The sustained infusion of funds also ensured that the economy did not founder. The billions pumped in ensured that people continued to keep the economy afloat through purchases and prevented a deep and prolonged recession.

The funds to businesses and other organizations ensured that workers continued to be paid, and production continued even if it was curtailed and even totally stopped in various sectors.

Record Inflation Reveals The Need For More Stimulus Checks

The increase in the inflation rate coincided with the declaration of the stimulus check that came about with the signing of the American Rescue Plan Act in March 2021. It breached the 8% mark at the turn of the year and peaked at 9.1% in June 2022, the highest after November 1981.

prices of all essential goods from groceries to gasoline went through the roof as people struggled to survive as the real value of wages went down across sectors for the first time in decades. This took place despite pre-pandemic wages seeing a generous growth of around 3.6%.

But with inflation rates staying between the 8% to 8.5% mark, it meant that people were getting way less value for their dollars than in the period immediately before the pandemic.

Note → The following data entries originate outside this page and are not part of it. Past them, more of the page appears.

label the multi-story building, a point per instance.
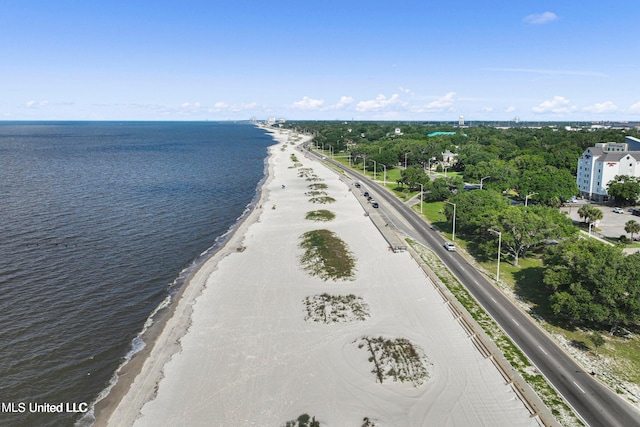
(599, 165)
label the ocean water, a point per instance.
(99, 223)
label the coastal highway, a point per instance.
(595, 403)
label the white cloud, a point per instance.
(223, 106)
(444, 103)
(605, 107)
(381, 102)
(343, 102)
(190, 106)
(35, 104)
(307, 103)
(558, 105)
(540, 18)
(405, 90)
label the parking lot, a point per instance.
(611, 224)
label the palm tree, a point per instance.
(595, 214)
(583, 212)
(632, 227)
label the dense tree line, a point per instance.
(540, 161)
(590, 283)
(593, 283)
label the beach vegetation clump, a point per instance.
(320, 215)
(322, 199)
(396, 359)
(316, 193)
(320, 186)
(308, 174)
(296, 162)
(304, 420)
(327, 256)
(327, 308)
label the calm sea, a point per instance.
(99, 224)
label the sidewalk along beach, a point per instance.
(260, 338)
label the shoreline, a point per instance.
(127, 373)
(240, 348)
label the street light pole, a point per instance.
(526, 199)
(453, 234)
(499, 248)
(482, 179)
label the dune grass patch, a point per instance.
(396, 359)
(323, 200)
(326, 256)
(317, 186)
(321, 215)
(304, 420)
(316, 193)
(327, 308)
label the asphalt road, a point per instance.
(595, 403)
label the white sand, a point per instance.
(250, 359)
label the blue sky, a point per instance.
(325, 60)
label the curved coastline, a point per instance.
(238, 350)
(174, 312)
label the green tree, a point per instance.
(552, 185)
(443, 188)
(523, 228)
(413, 176)
(632, 227)
(590, 213)
(478, 210)
(593, 282)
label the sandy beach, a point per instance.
(239, 350)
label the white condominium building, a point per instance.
(601, 164)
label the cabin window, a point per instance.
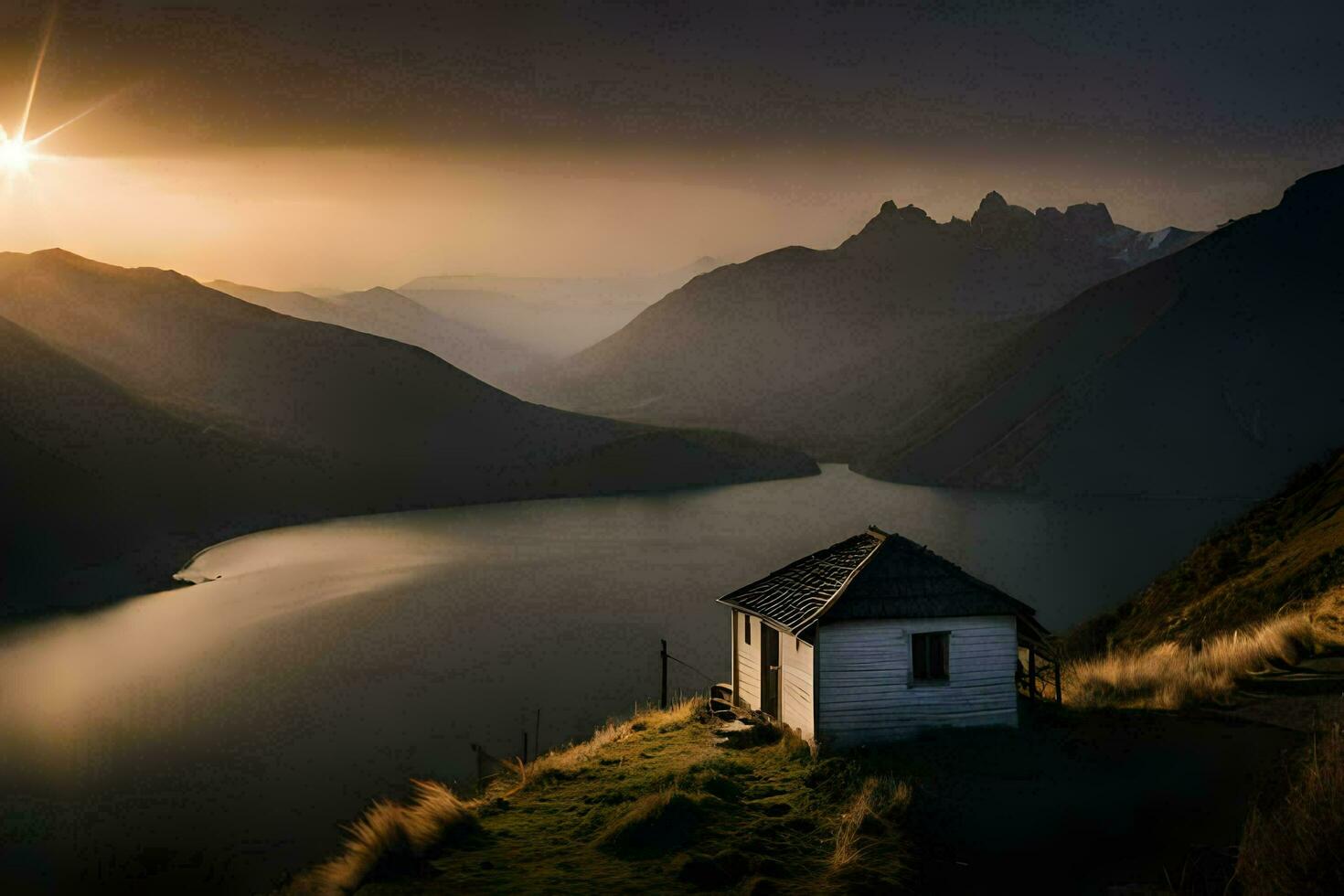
(929, 656)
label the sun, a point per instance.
(15, 154)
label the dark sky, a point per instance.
(291, 143)
(1166, 80)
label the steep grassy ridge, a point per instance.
(1278, 558)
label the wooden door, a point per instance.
(771, 670)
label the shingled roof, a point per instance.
(875, 575)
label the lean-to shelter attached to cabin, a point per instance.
(875, 638)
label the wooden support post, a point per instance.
(663, 701)
(1031, 672)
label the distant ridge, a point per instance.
(832, 351)
(389, 314)
(144, 417)
(1211, 372)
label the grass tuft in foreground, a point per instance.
(667, 801)
(1297, 847)
(394, 840)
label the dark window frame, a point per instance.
(930, 658)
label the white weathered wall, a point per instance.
(748, 680)
(795, 684)
(864, 690)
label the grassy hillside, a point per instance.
(1278, 558)
(656, 804)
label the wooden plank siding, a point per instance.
(795, 684)
(795, 673)
(746, 677)
(866, 692)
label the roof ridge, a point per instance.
(854, 574)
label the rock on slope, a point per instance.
(144, 415)
(1211, 372)
(832, 351)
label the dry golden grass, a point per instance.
(1171, 676)
(1298, 845)
(878, 801)
(390, 836)
(571, 756)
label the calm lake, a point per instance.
(208, 739)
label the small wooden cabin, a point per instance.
(875, 638)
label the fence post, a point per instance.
(1031, 673)
(663, 655)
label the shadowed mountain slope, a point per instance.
(144, 415)
(1211, 372)
(834, 349)
(383, 312)
(1278, 558)
(551, 316)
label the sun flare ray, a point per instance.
(37, 76)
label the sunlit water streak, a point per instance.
(211, 738)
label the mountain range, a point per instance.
(1214, 371)
(835, 351)
(389, 314)
(144, 417)
(551, 316)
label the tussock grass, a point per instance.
(1298, 845)
(563, 762)
(880, 798)
(392, 840)
(1171, 676)
(655, 824)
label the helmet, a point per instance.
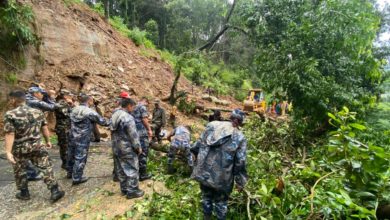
(35, 89)
(124, 95)
(238, 114)
(65, 92)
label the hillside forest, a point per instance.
(331, 158)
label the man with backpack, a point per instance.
(221, 161)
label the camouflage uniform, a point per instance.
(26, 123)
(181, 141)
(158, 121)
(62, 127)
(221, 151)
(125, 144)
(48, 105)
(82, 118)
(139, 113)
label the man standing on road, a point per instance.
(123, 95)
(23, 126)
(158, 120)
(39, 99)
(141, 115)
(181, 141)
(126, 148)
(82, 118)
(63, 123)
(221, 161)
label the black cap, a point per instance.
(17, 94)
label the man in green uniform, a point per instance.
(62, 128)
(23, 126)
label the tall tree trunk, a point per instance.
(106, 9)
(127, 12)
(172, 97)
(225, 27)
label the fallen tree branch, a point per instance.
(312, 192)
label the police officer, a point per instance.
(23, 126)
(140, 114)
(181, 141)
(158, 120)
(126, 148)
(123, 95)
(62, 127)
(82, 118)
(221, 158)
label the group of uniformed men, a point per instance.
(220, 151)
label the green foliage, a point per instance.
(11, 78)
(98, 8)
(151, 28)
(136, 35)
(318, 52)
(186, 106)
(71, 2)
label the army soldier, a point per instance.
(82, 118)
(140, 114)
(221, 156)
(23, 126)
(63, 122)
(38, 98)
(123, 95)
(158, 120)
(181, 141)
(126, 148)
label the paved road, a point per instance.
(99, 168)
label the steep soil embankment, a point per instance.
(83, 53)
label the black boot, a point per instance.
(63, 165)
(82, 180)
(135, 194)
(38, 176)
(24, 194)
(115, 178)
(56, 194)
(206, 217)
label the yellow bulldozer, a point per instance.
(255, 101)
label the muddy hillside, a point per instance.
(81, 52)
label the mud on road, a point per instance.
(98, 198)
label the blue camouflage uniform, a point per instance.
(221, 155)
(139, 113)
(181, 141)
(34, 102)
(125, 144)
(82, 118)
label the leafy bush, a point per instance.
(314, 53)
(136, 35)
(11, 78)
(186, 106)
(15, 29)
(98, 8)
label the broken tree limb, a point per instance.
(225, 27)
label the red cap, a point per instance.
(124, 95)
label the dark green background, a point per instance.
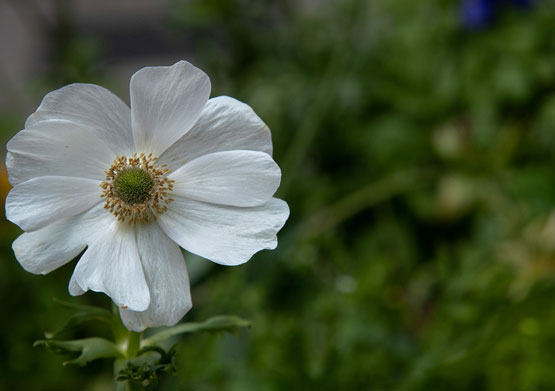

States Emerge As An Alternative To Federal Support

With federal stimulus checks a fatality to Washington politics, states, that had so far been receiving support from the federal government now turned into benefactors. The inflation has ensured that people were earning way less in real terms after the pandemic than they did before, despite a rise in wages.

The strong economic growth in the last two quarters of 2021 also ensured that most states had a healthy surplus in their kitty. And the Rescue Plan funds were also substantial and did not come with any restrictions on spending.

The states also have the advantage that the Rescue Plan comes with few riders. The only one of note is that the states are obligated to commit the Stimulus Check funds by 2024 and ensure that they are spent by 2026. All remaining unused funds will revert to the federal administration.

The state support has varied both in the way it has been provided and in the amount. Many have gone for state stimulus checks either transferred directly to accounts of individuals or through paper checks and debit cards sent through the US Postal Service.

Other states have gone for other forms that include income tax rebates, and tax holidays on particular products, mainly gasoline or food items. Some states have also opted for pre-paid debit cards to cover the cost of gasoline and commutation.

California is among the latest states to start sending money to residents. Despite passing the bill in June 2022, Gov. Gavin Newsom’s administration waited for 4 months before the funds began going out starting October 7.

The Stimulus Checks are expected to continue till January 14, 2023, though the bulk of the payments will be sent by November 2022. Around 23 million residents of the states will benefit from the stimulus check that will give up to $1,050 to families based on their state-adjusted gross income for 2020.

Called the Middle-Class Tax Rebate, the stimulus check will go out to individuals with an AGI of up to $250,000 and a joint income of up to $500,000. Individuals with an AGI of $75,000 or less will get $350, while joint filers with a combined income of $150,000 with get $350 each. Both individuals and joint filers are eligible for another $350 if they include dependents. Thus joint filers in this income tier with a dependent stand to gain as much as $1,050, the highest possible under this round of California stimulus checks.